ESRI UC: Exhibit Hall, Wisdom of the Cloud
Below are three booths I visited in the Exhibit hall and a use case describing how Cloud based GIS would allow them to collaborate.
Surface Area and Ratio
I visited with Jeff Jenness, who showed me tools he’s developed to compute Surface Area and Ratio. An acre in a hilly location has a lot more surface area (and wildlife habitat) than an acre in a flat location. Cool stuff.
During lunch, Michael F. from Santa Barbara described all the fires they’ve had near his home. I wonder if reports of the number of acres burned for that region reflects the surface area.
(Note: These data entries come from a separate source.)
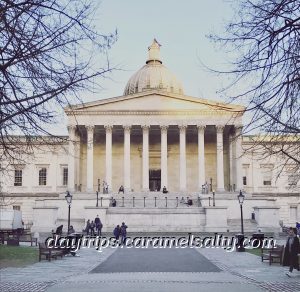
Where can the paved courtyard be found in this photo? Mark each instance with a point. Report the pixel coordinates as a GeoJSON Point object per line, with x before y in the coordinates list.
{"type": "Point", "coordinates": [151, 270]}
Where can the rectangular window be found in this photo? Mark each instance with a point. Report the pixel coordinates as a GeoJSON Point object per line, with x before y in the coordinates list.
{"type": "Point", "coordinates": [43, 176]}
{"type": "Point", "coordinates": [18, 178]}
{"type": "Point", "coordinates": [293, 179]}
{"type": "Point", "coordinates": [293, 214]}
{"type": "Point", "coordinates": [267, 174]}
{"type": "Point", "coordinates": [65, 176]}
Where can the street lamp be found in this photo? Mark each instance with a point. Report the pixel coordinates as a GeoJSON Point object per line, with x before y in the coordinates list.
{"type": "Point", "coordinates": [68, 198]}
{"type": "Point", "coordinates": [241, 199]}
{"type": "Point", "coordinates": [97, 194]}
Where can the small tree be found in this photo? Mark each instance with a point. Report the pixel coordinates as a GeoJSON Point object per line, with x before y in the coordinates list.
{"type": "Point", "coordinates": [265, 34]}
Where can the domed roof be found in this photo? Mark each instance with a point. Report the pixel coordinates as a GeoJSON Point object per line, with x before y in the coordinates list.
{"type": "Point", "coordinates": [153, 75]}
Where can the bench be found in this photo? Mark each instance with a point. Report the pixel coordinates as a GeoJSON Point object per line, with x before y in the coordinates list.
{"type": "Point", "coordinates": [273, 253]}
{"type": "Point", "coordinates": [49, 253]}
{"type": "Point", "coordinates": [27, 237]}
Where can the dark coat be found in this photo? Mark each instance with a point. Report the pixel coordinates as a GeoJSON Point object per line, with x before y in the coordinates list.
{"type": "Point", "coordinates": [123, 230]}
{"type": "Point", "coordinates": [291, 258]}
{"type": "Point", "coordinates": [98, 222]}
{"type": "Point", "coordinates": [117, 232]}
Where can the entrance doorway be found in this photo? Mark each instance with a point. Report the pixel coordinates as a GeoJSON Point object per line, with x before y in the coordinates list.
{"type": "Point", "coordinates": [154, 180]}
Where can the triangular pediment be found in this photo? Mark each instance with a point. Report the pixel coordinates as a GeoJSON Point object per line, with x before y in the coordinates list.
{"type": "Point", "coordinates": [154, 101]}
I watched an in depth presentation on of HAZUS – MH. This is a free tool available from FEMA for performing risk assessment. While lots of free data is provided with the tool, users often like to plug in their own data. It runs on the desktop.
WeoGeo showed me how their marketplace allows data vendors to present their wares on a site where buyers can comparison shop and purchase the best data for their needs. While their marketplace focuses on data, they see a potential for using a marketplace for tools.
A Cloud Use Case
Let’s suppose FEMA ported HAZUS MH to the cloud. Right now HAZUS supports Hurricane, Flooding and Earthquake. It does not support Fire risk modeling. Imagine a cloud based tool, perhaps looking like modelbuilder, that would a allow GeoDesigner to author a template wildfire risk assessment model, and publish it for others to use.
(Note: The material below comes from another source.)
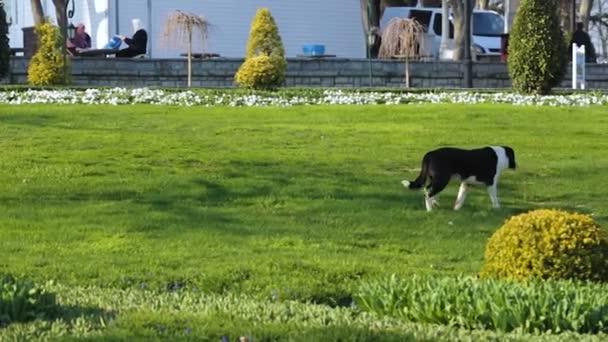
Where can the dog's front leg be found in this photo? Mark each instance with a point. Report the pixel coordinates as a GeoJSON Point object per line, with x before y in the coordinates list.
{"type": "Point", "coordinates": [462, 194]}
{"type": "Point", "coordinates": [429, 202]}
{"type": "Point", "coordinates": [493, 196]}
A user would log in and create a model of specific area (Santa Barbara) using the template. They would augment the free data with data purchased from some site like WeoGeo. Maybe they could purchase a DEM and some color infrared imagery to indicate how much fuel is available for a fire. Likewise they might decide to pay extra to have WeoGeo pre-process the data using a tool like Jeff’s before shipping it.
The guy at lunch told me there was one fire that moved 20 mph down a valley. He said shifting winds can quickly change which areas are deemed to be at risk. With such rapidly changing conditions it seems like it would be easier to re-run models with updated parameters and serve the results out to appropriate agencies if the model is in the cloud.